Tuesday morning, the first real workday of the week arrived,  I decided to call out and spend the rest of the day in bed.  I worked a half-day on Wednesday and ended up staying home on Thursday.  I made my first full-day appearance at work on Friday. And that was the first time that I could honestly say that I was feeling "better."  

Now, I don't know if colds and viruses hit transplant patients harder. But far too many times I found myself crying out to God, begging him to "take me home"...over sinus congestion.  But it was pretty bad, y'all!  My sister called one day and I told her that I wanted to go to the hospital to get anesthesia.  At least that helps you get to sleep, which I managed to get only 4 hours of each night.  I even kicked myself out of Ben's and my bedroom and slept on the couch two nights because I couldn't stop sneezing, crying for air and blowing my nose.  

I should explain, however, that this was BEFORE, I...broke down and begged Ben to buy me some Sudafed.  Up until that point, I was doing at-home remedies, which are good alternatives to medicating before you have a cold, in the early stages of a cold, or even for short term sniffles and sore throats.  If take so many medicines and it can be hard to keep track of what medicines interact or interfere with the effect other ones.  Natural treatments are a good start to treating any illness.  Some of the things I did, pre-decongestant:
  • steep pieces of ginger with lemon in hot water for a "tea;"
  • boiled a big pot of water with pieces of ginger and inhaled the steam that was produced from the boiling;
  • drank mint tea; and
  • made a soup with a nice broth.
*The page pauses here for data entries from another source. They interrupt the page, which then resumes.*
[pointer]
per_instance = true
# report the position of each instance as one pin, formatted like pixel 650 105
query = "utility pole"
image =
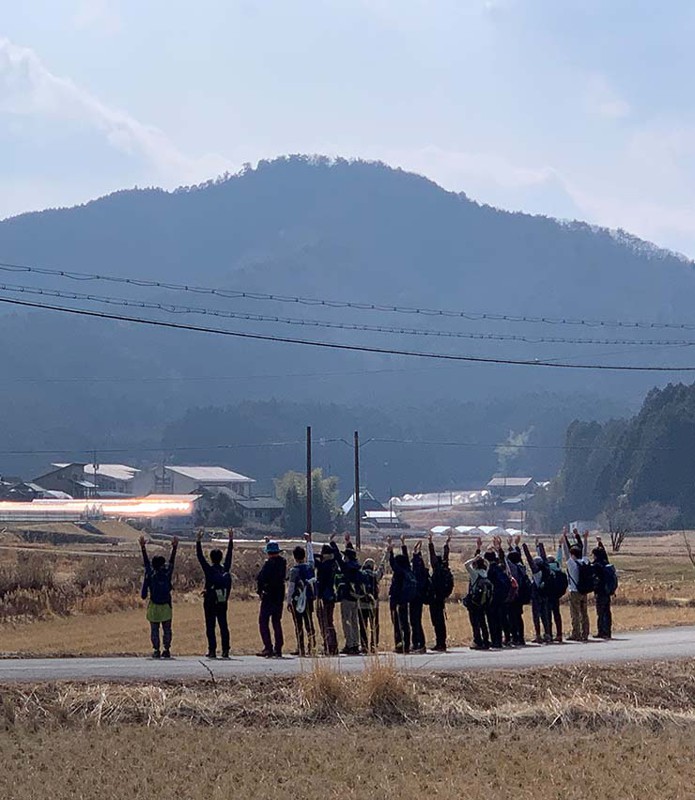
pixel 358 512
pixel 309 520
I chose a chicken tortilla soup.  I used the broth but left out the chicken because I didn't have any.  
But since I was having too hard of a time sleeping at night I had to give in to the pharmaceutical industry.  I'm sorry but I don't have any small babies crying for me to feed them at night.  And I'm not about to live like I do until I really have to, OK?  I called my transplant coordinator on what would be the last really bad day of my cold and asked her if I could take Sudafed. If you are a transplant patient, or someone who already takes a lot of medicines, I recommend that you consult a health care professional before you take anything over-the-counter.  I've heard from some people who just don't respond to certain medicines very well, be it aspirin or a decongestant.  

After taking a decongestant one night I was finally able to sleep for like five hours instead of just four.  Things were looking up. And as I'm writing this blog post I'm 85 percent back to my healthy self.
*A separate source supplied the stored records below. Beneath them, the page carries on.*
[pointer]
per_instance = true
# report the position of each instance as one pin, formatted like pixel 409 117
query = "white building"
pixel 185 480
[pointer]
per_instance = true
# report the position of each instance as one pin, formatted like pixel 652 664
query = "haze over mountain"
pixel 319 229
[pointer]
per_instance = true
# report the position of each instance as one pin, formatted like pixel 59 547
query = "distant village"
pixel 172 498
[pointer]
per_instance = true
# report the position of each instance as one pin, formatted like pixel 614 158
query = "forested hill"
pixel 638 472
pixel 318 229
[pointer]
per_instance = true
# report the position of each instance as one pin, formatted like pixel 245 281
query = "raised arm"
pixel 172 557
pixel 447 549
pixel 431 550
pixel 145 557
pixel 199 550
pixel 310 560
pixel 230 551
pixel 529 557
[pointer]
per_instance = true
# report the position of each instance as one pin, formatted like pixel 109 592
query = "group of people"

I didn't intend to write a post about having a cold, out of all things.  I was probably going to write about donors or marriage or something somebody said to me recently.  But you know, sometimes, sickness happens. And I know that all too well.  I didn't get any blogging done last week, along with any actual pay-me-money work, any chores or other grown-up to-dos.  But whatever.  

Let's end this post with a song, shall we? OK!  Anybody like Daft Punk? 

Of course you do.  Good luck this week. Stay healthy.